Henry Kirke White (1785-1806) was born in Nottingham. He attended schools in the city and in 1798 was apprenticed to a Nottingham hosier. By this time he had already begun to write poetry and read widely in the classics and modern literature. Hating the life of a hosier, he persuaded his family to apprentice him to a local law firm, Messrs. Coldham and Enfield of Middle Pavement, Nottingham.
By 1800 White's poems were beginning to be published in the Monthly Mirror and the Monthly Preceptor . In 1803 he published a volume of poetry, Clifton Grove , by subscription, receiving a generally favourable response.
By the summer of 1803 White was becoming increasingly deaf, precluding a career at the bar, and suffered his first bout of tuberculosis. He decided to go to university and prepare himself for the ministry, managing to procure a sizarship at St John's College, Cambridge. He went up in 1805 and established himself as one of the foremost classical scholars of his year, being awarded an exhibition in June 1806 and winning the University prize in Classical composition. The intense effort required at Cambridge caused a rapid deterioration in his health and he died in his rooms at St John's on 19th October 1806.

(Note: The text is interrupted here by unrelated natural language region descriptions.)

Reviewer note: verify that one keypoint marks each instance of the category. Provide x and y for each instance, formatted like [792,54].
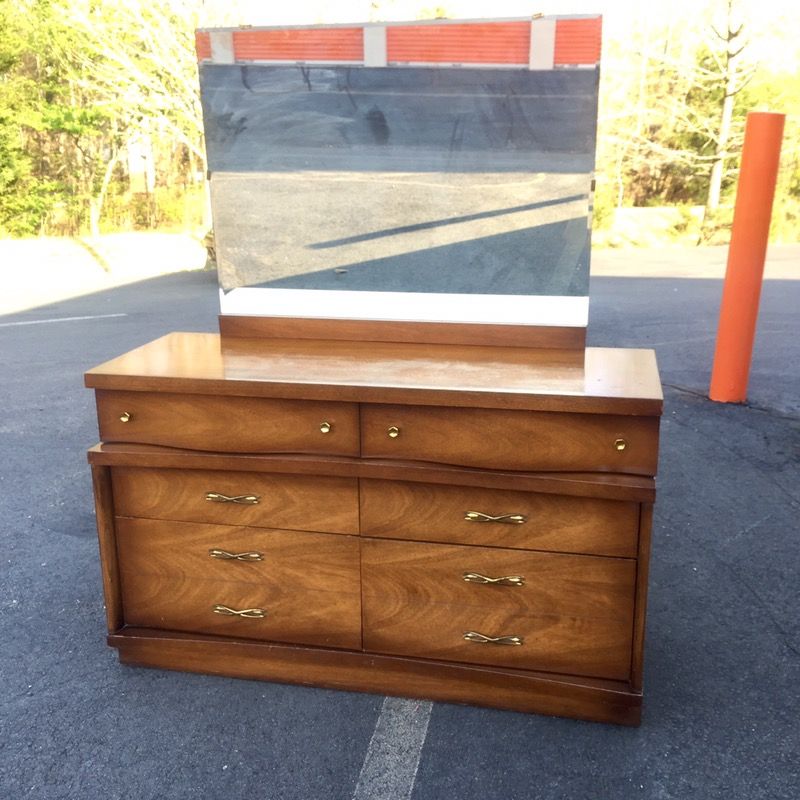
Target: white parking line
[390,766]
[57,319]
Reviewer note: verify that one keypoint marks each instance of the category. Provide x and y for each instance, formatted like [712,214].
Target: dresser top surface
[597,380]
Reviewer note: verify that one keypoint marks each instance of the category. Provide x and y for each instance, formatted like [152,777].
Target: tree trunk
[718,165]
[96,203]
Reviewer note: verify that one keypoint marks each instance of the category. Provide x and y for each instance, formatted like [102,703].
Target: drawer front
[525,520]
[292,502]
[571,614]
[515,440]
[304,588]
[228,424]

White left behind a large amount of unpublished poetry which was collected together by his brother Neville, edited by Robert Southey, and published in 1807 as the Remains of Kirke White . It was a great popular success and went through many printings and four revised editions over the next thirty years. However, as taste changed his reputation as a poet waned and he is now accorded only a minor place among poets of the nineteenth century.